- More than one billion children experience violence every year, costing world economies between $AU2.61 trillion to $AU9.15 trillion annually
- Just over $AU653 million (less than $AU1.30 per child and 0.9 per cent of total development investments), went directly towards ending violence against children between 2017 and 2018
- World Vision estimated that 85 million extra children are at risk of violence because of the impacts of COVID-19
The battle to end violence against children is critically underfunded in Australia’s region, despite one billion children globally experiencing violence, costing economies up to $AU9.15 trillion a year, a report by World Vision has revealed.
Counting Pennies II, published by World Vision International and partner aid agencies Save the Children, UNICEF, Plan International and Child Fund, reveals that less than $AU2.6 billion was invested in causes related to ending violence against children, with only $AU668 million (less than $AU1.30 per child) towards specific projects to tackle violence against children.
More positively, researchers also found that since the initial report, Counting Pennies I (2017), investment into ending violence against children had increased by 67 per cent globally, but Australia is ranked eighth out of 10, contributing $AU82 million to end violence against children.
“While this is a large contribution, it still falls short of the additional $AU55 million we estimate is needed to address violence in the region,” World Vision Australia’s Child Rights senior policy advisor, Mercy Jumo, said.
“Violence against children not only undermines humanitarian aid and development progress, has an enormous negative impact for the children affected and for global economies.”
Ms Jumo said children accounted for half of those living in poverty and more than half of the world’s refugees, and investing in children was a sound investment as it brought a trinity of development benefits.
“The report confirms the sad fact that children are an afterthought, and that even before the pandemic, their needs were overlooked and underfunded.
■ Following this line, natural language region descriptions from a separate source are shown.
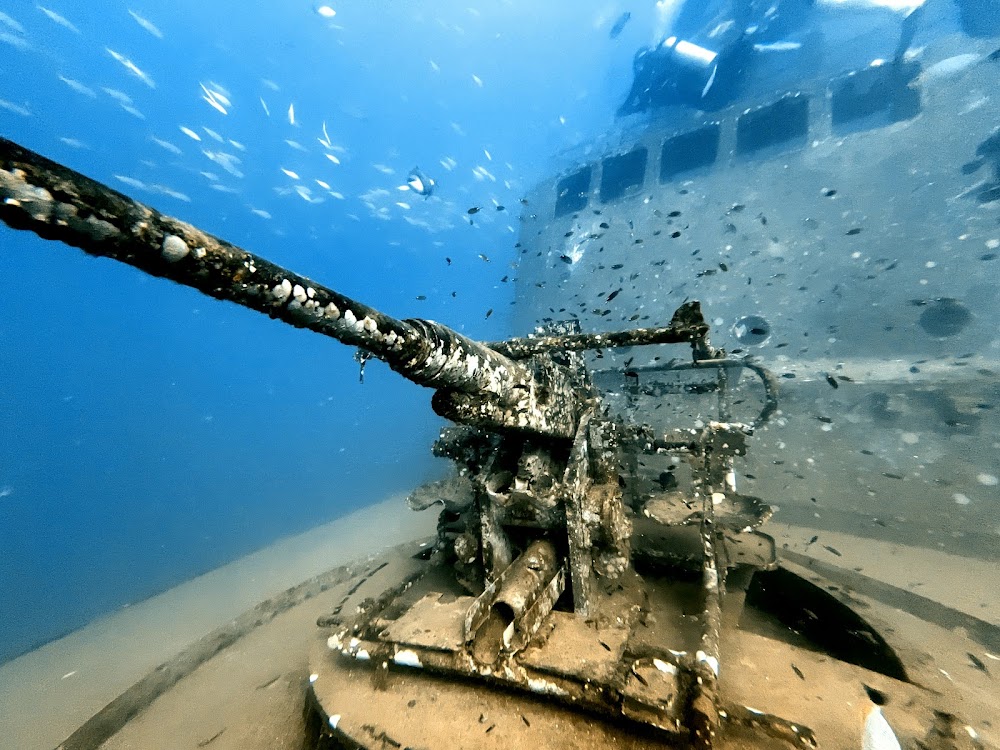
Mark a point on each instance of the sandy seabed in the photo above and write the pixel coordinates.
(47, 693)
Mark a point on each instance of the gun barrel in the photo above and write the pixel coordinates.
(59, 204)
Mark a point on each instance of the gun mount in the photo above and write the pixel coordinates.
(557, 569)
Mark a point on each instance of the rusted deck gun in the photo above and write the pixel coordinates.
(520, 389)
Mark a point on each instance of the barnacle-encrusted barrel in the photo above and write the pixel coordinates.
(477, 384)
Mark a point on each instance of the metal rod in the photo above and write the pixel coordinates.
(687, 326)
(57, 203)
(703, 711)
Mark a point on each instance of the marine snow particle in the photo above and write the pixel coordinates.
(174, 248)
(945, 317)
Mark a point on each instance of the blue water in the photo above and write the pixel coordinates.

“Investment in children not only immediately improves the lives of those vulnerable children, but builds their health, capacity and productivity for the future and lays the foundations for strong development outcomes for the next generation,” she said.
Adequate funding of ending violence against children in the Pacific, for example, was in Australia’s national and regional interest, she said.
A joint 2019 report by World Vision, Save the Children, ChildFund and Plan Australia called on the Government to invest $55 million over three years in specific programs to address ending violence against children in the region – something which had undoubtedly grown due to the impact of COVID-19.
A 2020 World Vision survey of seven cities in India alone found more than 300 million children in city slums and temporary settlements were at greater risk of hunger and violence abuse due to COVID-19.
World Vision has also called for the establishment of a separate Child Rights Unit within the Department of Foreign Affairs and Trade and development of a specific Children’s Strategy for Australian Aid.
Andrew Morley, World Vision International President & CEO, said: “World Vision welcomes the increase in funding to end violence against children as a step in the right direction. But even with this progress, the number of children exposed to violence is likely to increase. We predict 85 million more children are now at risk of violence due to the impact of COVID-19.
“Even with a 67 per cent increase in funding, we are still in a position where less than 1 per cent of foreign aid is prioritised for children in desperate need of protection and support. Clearly more needs to be done. As a child-focused organisation, it is of critical concern that less than 1 per cent* of all overseas aid funding goes towards ending violence against children.”